通常なら魔巣窟の森にいるはずなのだが、なぜか西の森に出てきたようだ。
「これはマズイわね。トロールよ!」
「そうですね。戦うかどうか考える必要があります」
「私の魔法障壁と、キースの支援魔法があれば、なんとか対峙できると思うわ」
そして三人はそれぞれ、キースの顔を覗き込む。最後に決めるのはキースだ。
ここは安全策を取って戦いを避けた方がよいと頭の中のロミンダが意見をいう。
しかし、ここで冒険を恐れていては魔巣窟の森へ入るなど無理に決まっている。
ここは自分の支援魔法とアルナの魔法障壁を信じて、冒険をしようと心に決める。
「スーラとウーラでトロールを一体頼む。アルナが一体、俺が一体受け持つ。スーラとウーラはトロールを一体倒したら、俺とアルナの援護に回ってくれ。なるべく危険は避けろ」
「「そうこなくっちゃ!」」
「私もトロール相手では荷が重いが、耐えてみせよう。キースも無理はしないでね」
双子は樹木へ登って、トロ―ルの真上でシミッターを抜いて合図を待つ。
アルナとキースは『肉体強化』をした後に茂みに隠れて、トロ―ルの動きを観察する。
『俊敏10%ダウン、膂力10%ダウン、強靭10%ダウン』
キースが三体のトロールにデバフの支援魔法をかける。
紫の粒子がトロール達を包み込む。
『俊敏10%アップ、膂力10%アップ、防御力10%アップ、攻撃力10%アップ』
双子とアルナに支援魔法のバフを重ねがけする。
光の粒子が双子とアルナに降り注ぐ。
「戦闘開始だ!」
双子が一体のトロールの頭上に樹木の上から強襲する。
茂みの中から出たアルナが魔法障壁を展開しながら、トロール一体と対峙する。
そしてキースも一体のトロールの前で剣を抜いて構える。
一人で倒す必要はない。三人がトロール二体を倒すまでの間耐え抜くだけでいい。
キースは自分にそう言い聞かせて、トロールの動きを観察する。
「ゥウァララー」
トロールが棍棒を大上段から振り下ろす。それを間一髪で回避する。
キースはすかさず剣でトロールの手首を狙って剣を振る。しかしトロールの皮膚は硬く、手首を斬り落とすことができない。
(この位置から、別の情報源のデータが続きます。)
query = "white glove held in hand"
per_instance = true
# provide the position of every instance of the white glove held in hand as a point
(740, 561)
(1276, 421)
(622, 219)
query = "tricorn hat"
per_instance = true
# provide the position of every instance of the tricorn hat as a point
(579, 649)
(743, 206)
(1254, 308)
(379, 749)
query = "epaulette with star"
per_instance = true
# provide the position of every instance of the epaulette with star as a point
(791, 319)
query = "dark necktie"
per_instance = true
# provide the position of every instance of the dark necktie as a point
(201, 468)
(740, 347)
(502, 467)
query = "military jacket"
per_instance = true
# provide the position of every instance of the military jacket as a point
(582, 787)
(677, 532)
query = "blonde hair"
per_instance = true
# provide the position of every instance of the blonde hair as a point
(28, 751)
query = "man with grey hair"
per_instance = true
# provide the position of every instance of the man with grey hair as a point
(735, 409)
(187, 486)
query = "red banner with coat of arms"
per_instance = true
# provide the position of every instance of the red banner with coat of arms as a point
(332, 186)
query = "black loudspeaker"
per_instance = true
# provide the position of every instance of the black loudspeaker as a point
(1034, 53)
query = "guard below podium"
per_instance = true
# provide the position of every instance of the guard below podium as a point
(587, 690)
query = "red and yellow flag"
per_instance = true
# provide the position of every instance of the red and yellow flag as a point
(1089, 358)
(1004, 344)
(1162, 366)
スーラとウータが4本のシミッターでトロールの体を徐々に引き裂いていく。
トロールが腕を振り回して、双子を狙っている。
トロールの大上段からの棍棒の一振りを、魔法障壁で防いだアルナが剣でトロールの体を逆袈裟に切裂く。しかしトロールの筋肉を一度で断ち斬れない。
キース達四人のそれぞれの戦いが始まった。